The order, according to a White House fact sheet, was intended to “ensure that agencies vital to national security can execute their missions without delay and protect the American people.”
The order, which affects thousands of federal workers across 18 agencies and 25 subdivisions, has already been challenged by other federal employee unions. U.S. District Judge Paul Friedman ruled on April 25 that key provisions of the order were unlawful, CNN reported that day.

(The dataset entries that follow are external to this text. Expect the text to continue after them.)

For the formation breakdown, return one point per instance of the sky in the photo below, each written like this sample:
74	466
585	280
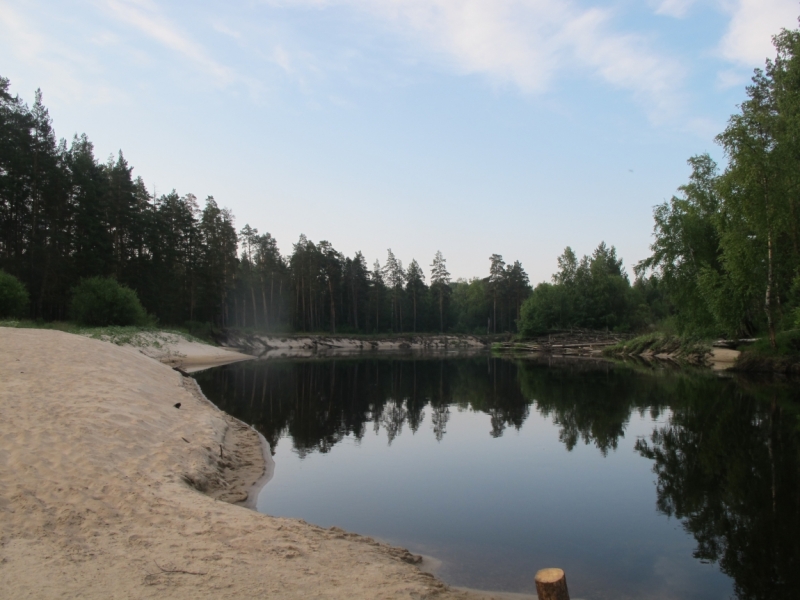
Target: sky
516	127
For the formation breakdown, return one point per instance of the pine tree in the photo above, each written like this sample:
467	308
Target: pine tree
440	282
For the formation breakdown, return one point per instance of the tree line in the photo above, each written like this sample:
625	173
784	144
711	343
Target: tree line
727	249
726	253
66	217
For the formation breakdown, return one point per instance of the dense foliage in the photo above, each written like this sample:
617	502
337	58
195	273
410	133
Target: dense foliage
728	249
13	296
101	301
593	293
65	217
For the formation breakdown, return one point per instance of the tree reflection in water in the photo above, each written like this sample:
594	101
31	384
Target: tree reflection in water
727	458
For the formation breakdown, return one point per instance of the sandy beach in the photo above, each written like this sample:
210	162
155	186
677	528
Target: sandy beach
107	490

The FEA, its stateside branch, and the Antilles Consolidated Education Association represent more than 5,400 teachers and staff at 161 DODEA schools. More than 64,000 students attend those schools in the United States and on overseas military bases, according to the complaint.
The suit contends the executive order is “wholly unmoored from the narrow authority that Congress granted to the president to exclude federal agencies and agency subdivisions from collective bargaining for reasons of national security.”
The complaint argues that Hegseth failed to use his authority to exempt DODEA — which the union says has no direct national security role — from the order’s mandates.
The suit alleges that DODEA has already begun implementing the order, including eliminating payroll deductions for union dues.
The order violates the separation of powers held by Congress and the executive branch and disregards the Fifth and First Amendments, the suit claims. It further alleges the order’s “real purposes are to retaliate against federal unions for engaging in protected speech and petitioning activities.”
Doreen Greenwald, president of the National Treasury Employees Union, called the order a “brazen, illegal attack” and “an attempt to silence the voices of our nation’s public servants,” according to a March 31 report by Courthouse News Service.
A representative for the FEA could not be reached by phone or email after hours Wednesday at its Washington headquarters.
“DODEA educators provide military-connected families with a world-class education, and they deserve to be respected and honored for their high levels of achievement — not have their rights taken away and their academic freedom trampled upon,” the union’s executive director, Richard Tarr, said in a Wednesday report by Military Times.